La riduzione viene effettuata anche sull'importo minimo.
NOTA BENE: in caso di aborto spontaneo o terapeutico dopo il terzo mese di gravidanza l'indennità è corrisposta nella misura di 1/5 di quella ordinaria.
Tuttavia l'indennità spetta in misura intera qualora l'aborto avvenga dopo il compimento del sesto mese di gravidanza.
INDENNITA' MINIMA
La misura dell'indennità minima per l’anno 2012 è pari a € 4.753,00.
MASSIMO EROGABILE
La legge 15/10/2003 n. 289 ha fissato un importo massimo erogabile. Per l’anno 2012 tale importo è pari a € 23.765,00.
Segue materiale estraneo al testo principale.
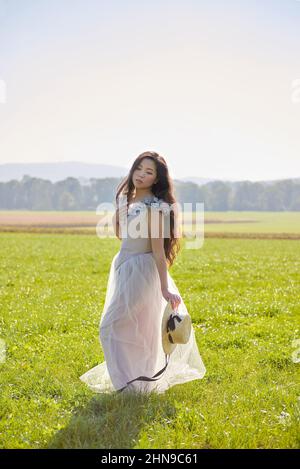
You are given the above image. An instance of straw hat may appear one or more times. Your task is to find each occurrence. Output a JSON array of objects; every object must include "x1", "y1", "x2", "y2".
[{"x1": 161, "y1": 301, "x2": 192, "y2": 355}]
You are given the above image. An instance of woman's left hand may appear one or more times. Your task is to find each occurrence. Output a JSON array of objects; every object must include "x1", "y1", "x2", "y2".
[{"x1": 162, "y1": 290, "x2": 181, "y2": 309}]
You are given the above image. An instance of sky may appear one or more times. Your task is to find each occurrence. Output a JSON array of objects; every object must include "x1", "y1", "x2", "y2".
[{"x1": 0, "y1": 0, "x2": 300, "y2": 181}]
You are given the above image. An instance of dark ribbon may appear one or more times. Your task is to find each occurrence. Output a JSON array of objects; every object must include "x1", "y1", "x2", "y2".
[{"x1": 117, "y1": 314, "x2": 181, "y2": 392}]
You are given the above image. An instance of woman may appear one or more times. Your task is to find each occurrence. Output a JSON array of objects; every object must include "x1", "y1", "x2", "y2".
[{"x1": 80, "y1": 152, "x2": 206, "y2": 393}]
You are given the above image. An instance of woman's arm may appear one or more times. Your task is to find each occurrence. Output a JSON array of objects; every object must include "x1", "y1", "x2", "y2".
[
  {"x1": 112, "y1": 208, "x2": 122, "y2": 240},
  {"x1": 148, "y1": 209, "x2": 181, "y2": 309}
]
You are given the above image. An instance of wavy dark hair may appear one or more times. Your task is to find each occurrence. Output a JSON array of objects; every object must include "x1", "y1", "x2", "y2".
[{"x1": 116, "y1": 151, "x2": 181, "y2": 268}]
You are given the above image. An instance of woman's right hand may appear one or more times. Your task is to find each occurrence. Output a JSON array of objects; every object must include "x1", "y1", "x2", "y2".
[{"x1": 162, "y1": 289, "x2": 181, "y2": 310}]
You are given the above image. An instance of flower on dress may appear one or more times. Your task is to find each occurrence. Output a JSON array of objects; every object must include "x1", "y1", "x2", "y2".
[{"x1": 128, "y1": 196, "x2": 171, "y2": 215}]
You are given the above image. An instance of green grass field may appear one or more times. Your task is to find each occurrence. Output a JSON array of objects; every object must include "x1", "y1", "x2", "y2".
[{"x1": 0, "y1": 225, "x2": 300, "y2": 448}]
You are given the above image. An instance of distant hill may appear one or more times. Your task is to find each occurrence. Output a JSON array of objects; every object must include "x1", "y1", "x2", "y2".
[
  {"x1": 0, "y1": 161, "x2": 128, "y2": 184},
  {"x1": 177, "y1": 176, "x2": 239, "y2": 186},
  {"x1": 0, "y1": 161, "x2": 300, "y2": 186}
]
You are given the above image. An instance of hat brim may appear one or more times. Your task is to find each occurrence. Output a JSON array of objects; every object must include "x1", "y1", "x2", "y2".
[{"x1": 161, "y1": 301, "x2": 177, "y2": 355}]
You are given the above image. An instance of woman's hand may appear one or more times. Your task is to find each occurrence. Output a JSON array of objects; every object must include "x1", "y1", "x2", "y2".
[{"x1": 162, "y1": 289, "x2": 181, "y2": 309}]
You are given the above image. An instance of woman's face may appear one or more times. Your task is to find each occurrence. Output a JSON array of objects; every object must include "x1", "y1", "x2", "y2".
[{"x1": 132, "y1": 158, "x2": 157, "y2": 189}]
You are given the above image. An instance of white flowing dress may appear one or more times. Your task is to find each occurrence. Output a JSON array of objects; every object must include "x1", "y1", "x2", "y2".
[{"x1": 80, "y1": 197, "x2": 206, "y2": 393}]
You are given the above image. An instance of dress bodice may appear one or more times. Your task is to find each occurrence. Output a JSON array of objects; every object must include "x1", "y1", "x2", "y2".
[{"x1": 117, "y1": 196, "x2": 170, "y2": 265}]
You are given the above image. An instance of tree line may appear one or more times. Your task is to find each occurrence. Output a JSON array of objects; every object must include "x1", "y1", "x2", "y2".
[{"x1": 0, "y1": 175, "x2": 300, "y2": 211}]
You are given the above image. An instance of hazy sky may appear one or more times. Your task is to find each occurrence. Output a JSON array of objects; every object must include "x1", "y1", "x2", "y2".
[{"x1": 0, "y1": 0, "x2": 300, "y2": 180}]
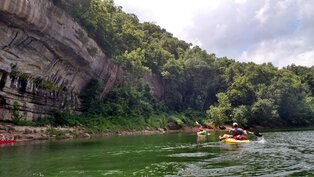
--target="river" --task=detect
[0,131,314,177]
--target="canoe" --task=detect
[223,138,251,144]
[197,131,210,136]
[0,140,16,144]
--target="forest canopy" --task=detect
[52,0,314,127]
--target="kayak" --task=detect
[0,140,16,144]
[223,138,251,144]
[197,131,210,136]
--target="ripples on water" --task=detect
[0,131,314,177]
[142,131,314,177]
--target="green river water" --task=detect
[0,131,314,177]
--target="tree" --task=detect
[207,93,231,126]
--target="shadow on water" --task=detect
[0,131,314,177]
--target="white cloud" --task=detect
[115,0,314,67]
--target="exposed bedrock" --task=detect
[0,0,121,120]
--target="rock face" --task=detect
[0,0,121,120]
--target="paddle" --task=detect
[248,132,263,137]
[219,126,263,138]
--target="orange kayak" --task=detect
[0,140,16,144]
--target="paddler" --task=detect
[219,122,248,140]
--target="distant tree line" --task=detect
[53,0,314,127]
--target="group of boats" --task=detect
[196,130,251,144]
[0,140,16,144]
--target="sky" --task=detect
[114,0,314,67]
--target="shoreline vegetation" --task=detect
[1,0,314,142]
[0,122,314,142]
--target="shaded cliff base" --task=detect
[0,123,166,142]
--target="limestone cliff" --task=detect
[0,0,120,120]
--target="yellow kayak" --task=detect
[223,138,251,144]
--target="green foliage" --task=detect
[47,128,65,137]
[52,109,80,126]
[231,105,249,127]
[207,93,231,126]
[51,0,314,131]
[12,101,33,126]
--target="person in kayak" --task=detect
[219,122,248,140]
[229,122,248,140]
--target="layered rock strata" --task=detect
[0,0,121,120]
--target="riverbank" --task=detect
[0,123,174,142]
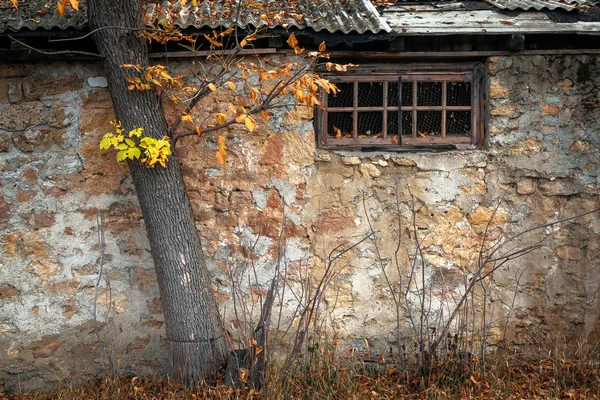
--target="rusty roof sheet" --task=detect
[486,0,576,11]
[147,0,391,33]
[0,0,87,32]
[0,0,391,33]
[383,4,600,34]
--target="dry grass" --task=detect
[0,359,600,400]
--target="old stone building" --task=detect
[0,0,600,390]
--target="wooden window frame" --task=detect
[315,63,485,150]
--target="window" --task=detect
[316,64,483,149]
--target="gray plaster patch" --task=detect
[267,178,296,206]
[252,188,269,210]
[88,76,108,87]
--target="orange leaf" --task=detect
[286,33,298,49]
[244,115,256,132]
[216,151,225,165]
[260,110,271,121]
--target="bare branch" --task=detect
[8,35,103,58]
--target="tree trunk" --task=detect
[88,0,226,384]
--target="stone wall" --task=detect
[0,56,600,390]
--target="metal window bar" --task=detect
[320,71,483,145]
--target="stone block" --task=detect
[283,132,315,166]
[486,57,513,75]
[508,137,544,156]
[23,210,56,230]
[29,336,61,358]
[0,284,21,302]
[0,101,46,131]
[8,79,23,103]
[0,79,9,104]
[490,104,520,118]
[569,140,592,153]
[13,128,67,153]
[490,81,510,99]
[517,179,535,195]
[467,206,508,225]
[542,103,560,115]
[48,100,73,128]
[392,158,417,167]
[539,179,581,196]
[0,132,10,153]
[80,89,113,110]
[359,163,381,178]
[314,209,356,232]
[23,75,83,100]
[342,157,361,165]
[283,105,313,125]
[0,62,35,78]
[258,133,284,165]
[554,246,583,261]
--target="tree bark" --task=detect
[88,0,226,384]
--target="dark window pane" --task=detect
[402,82,413,107]
[388,82,398,107]
[446,111,471,136]
[417,111,442,137]
[446,82,471,106]
[417,82,442,106]
[387,111,400,136]
[402,111,413,136]
[358,82,383,107]
[358,111,383,137]
[327,112,354,139]
[327,82,354,107]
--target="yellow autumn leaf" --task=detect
[260,110,271,121]
[215,113,227,125]
[286,33,298,49]
[181,113,194,124]
[244,115,256,132]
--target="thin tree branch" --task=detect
[8,35,103,58]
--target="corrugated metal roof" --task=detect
[0,0,87,32]
[383,6,600,35]
[486,0,576,11]
[0,0,391,33]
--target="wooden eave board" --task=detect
[383,7,600,35]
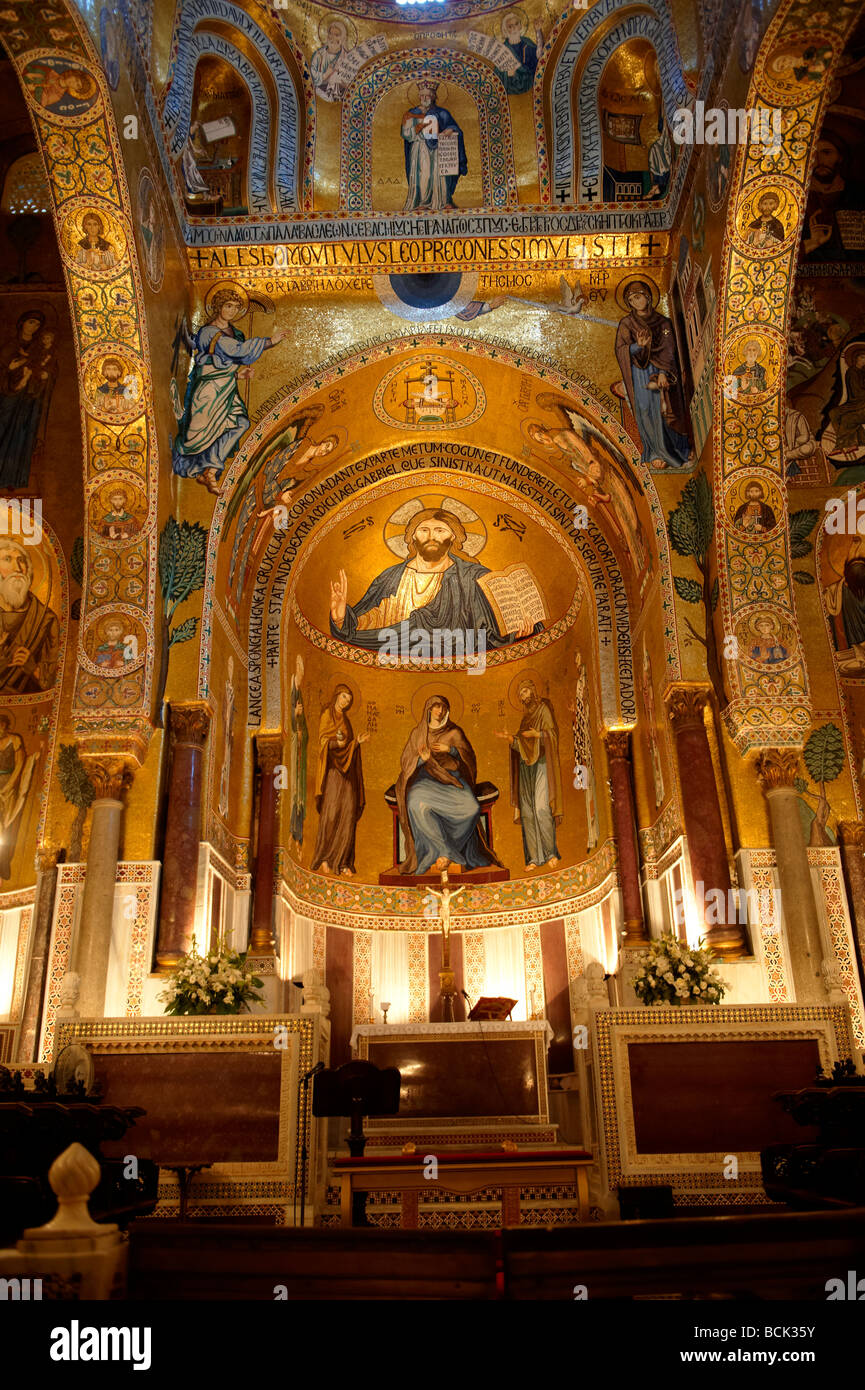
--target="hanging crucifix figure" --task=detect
[427,869,464,1023]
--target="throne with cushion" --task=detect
[378,783,510,885]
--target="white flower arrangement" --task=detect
[159,937,264,1017]
[634,935,729,1005]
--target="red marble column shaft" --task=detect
[249,734,282,955]
[156,701,211,974]
[604,728,648,948]
[666,685,747,959]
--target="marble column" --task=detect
[604,728,648,951]
[156,701,211,974]
[17,845,58,1062]
[72,753,138,1019]
[666,684,748,960]
[839,820,865,983]
[249,734,282,955]
[757,748,827,1004]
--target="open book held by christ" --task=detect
[477,563,548,632]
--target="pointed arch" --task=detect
[163,0,303,214]
[339,49,517,213]
[713,0,859,753]
[549,0,688,204]
[0,0,159,759]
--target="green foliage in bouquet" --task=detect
[160,938,264,1017]
[634,935,727,1005]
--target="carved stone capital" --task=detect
[604,728,631,762]
[665,681,709,734]
[170,699,213,748]
[35,845,60,873]
[81,753,138,801]
[256,734,285,777]
[839,820,865,849]
[755,748,798,792]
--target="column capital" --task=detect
[754,748,798,794]
[81,752,139,801]
[604,728,631,762]
[35,845,60,873]
[256,731,285,776]
[663,681,711,733]
[839,820,865,849]
[168,699,213,748]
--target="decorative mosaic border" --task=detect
[808,849,865,1049]
[748,849,793,1004]
[8,906,33,1023]
[117,860,161,1019]
[713,0,858,753]
[39,863,85,1062]
[0,8,159,746]
[280,840,616,931]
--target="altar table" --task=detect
[331,1147,592,1230]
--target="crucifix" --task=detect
[428,869,464,1023]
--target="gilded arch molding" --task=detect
[0,0,159,759]
[199,332,681,726]
[715,0,862,753]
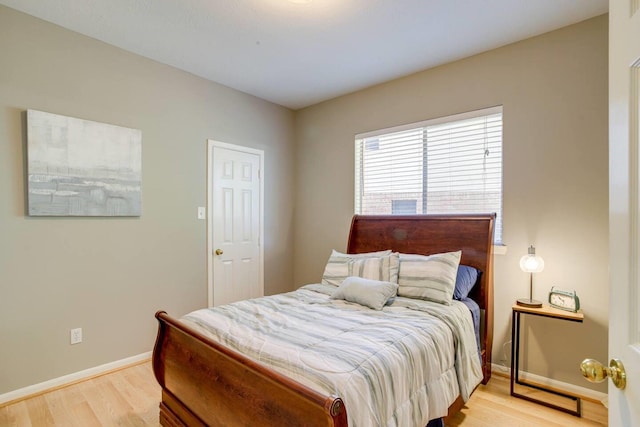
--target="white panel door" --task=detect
[601,0,640,427]
[208,141,264,306]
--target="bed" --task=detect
[153,214,495,427]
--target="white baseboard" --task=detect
[491,363,608,403]
[0,351,151,405]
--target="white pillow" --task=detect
[331,277,398,310]
[322,250,398,286]
[398,251,462,305]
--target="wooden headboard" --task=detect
[347,214,496,384]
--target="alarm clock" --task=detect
[549,286,580,313]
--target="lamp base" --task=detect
[516,298,542,308]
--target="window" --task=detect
[355,107,502,244]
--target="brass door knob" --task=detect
[580,359,627,389]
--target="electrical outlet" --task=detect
[198,206,207,219]
[71,328,82,344]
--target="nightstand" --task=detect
[511,304,584,417]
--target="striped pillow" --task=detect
[348,252,400,283]
[398,251,462,305]
[322,250,397,286]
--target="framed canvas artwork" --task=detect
[27,110,142,217]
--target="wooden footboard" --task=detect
[153,311,347,427]
[153,214,495,427]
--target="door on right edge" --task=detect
[601,0,640,427]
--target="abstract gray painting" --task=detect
[27,110,142,216]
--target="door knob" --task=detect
[580,359,627,389]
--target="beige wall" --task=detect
[294,16,608,391]
[0,6,294,394]
[0,6,608,394]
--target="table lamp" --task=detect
[516,245,544,307]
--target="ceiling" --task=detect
[0,0,608,109]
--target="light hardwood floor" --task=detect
[0,362,607,427]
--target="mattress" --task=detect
[181,284,482,427]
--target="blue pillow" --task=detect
[453,265,479,301]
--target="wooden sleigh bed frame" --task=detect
[153,214,495,427]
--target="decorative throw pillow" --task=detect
[331,277,398,310]
[398,251,462,305]
[453,265,480,301]
[322,250,397,286]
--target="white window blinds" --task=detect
[355,107,502,244]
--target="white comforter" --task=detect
[182,284,482,427]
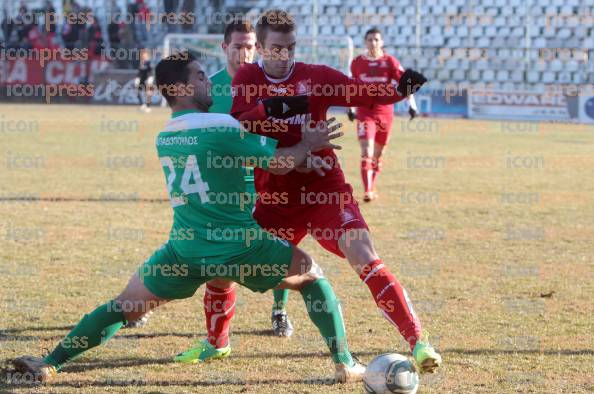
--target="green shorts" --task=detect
[138,236,293,300]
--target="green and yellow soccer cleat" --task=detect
[173,339,231,364]
[413,336,441,373]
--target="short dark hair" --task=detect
[256,9,296,44]
[224,17,256,44]
[365,27,382,40]
[155,51,196,105]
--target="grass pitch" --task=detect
[0,105,594,393]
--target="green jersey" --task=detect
[156,111,277,257]
[208,67,233,114]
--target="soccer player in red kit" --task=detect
[183,10,441,372]
[348,28,417,202]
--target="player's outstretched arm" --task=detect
[268,115,343,176]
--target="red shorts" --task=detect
[357,114,394,145]
[254,185,369,257]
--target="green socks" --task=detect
[44,301,125,370]
[272,289,289,311]
[301,278,354,367]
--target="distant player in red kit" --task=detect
[190,10,441,373]
[348,28,417,202]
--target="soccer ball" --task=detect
[363,353,419,394]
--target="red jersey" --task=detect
[231,62,404,204]
[351,54,404,120]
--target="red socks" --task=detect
[361,157,373,193]
[204,284,237,348]
[359,260,421,350]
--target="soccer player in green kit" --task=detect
[206,17,293,336]
[13,52,365,382]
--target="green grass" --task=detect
[0,105,594,393]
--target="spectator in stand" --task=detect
[107,7,124,68]
[121,4,138,68]
[43,0,57,36]
[163,0,179,33]
[14,5,33,49]
[62,6,81,50]
[2,9,14,48]
[180,0,196,33]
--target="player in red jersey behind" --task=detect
[348,28,417,202]
[183,10,441,372]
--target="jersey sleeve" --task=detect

LIQUIDAZIONE DEL TRATTAMENTO
La liquidazione del trattamento è disposta dopo il terzo mese dal parto o dall'ingresso del bambino in famiglia, cioè soltanto al termine del periodo oggetto della tutela.
MODALITÀ DI PAGAMENTO
La scelta del sistema di pagamento deve essere comunicata per iscritto. Sono previsti, in alternativa, due diversi tipi di pagamento:
- assegno circolare non trasferibile;
- accredito su conto corrente bancario o postale, intestato (o quantomeno cointestato) alla professionista; in tal caso, occorre indicare l’istituto di credito, l’esatto numero di c/c, le coordinate bancarie ABI e CAB, il codice CIN e il codice IBAN, il numero dell’agenzia con l’indirizzo completo.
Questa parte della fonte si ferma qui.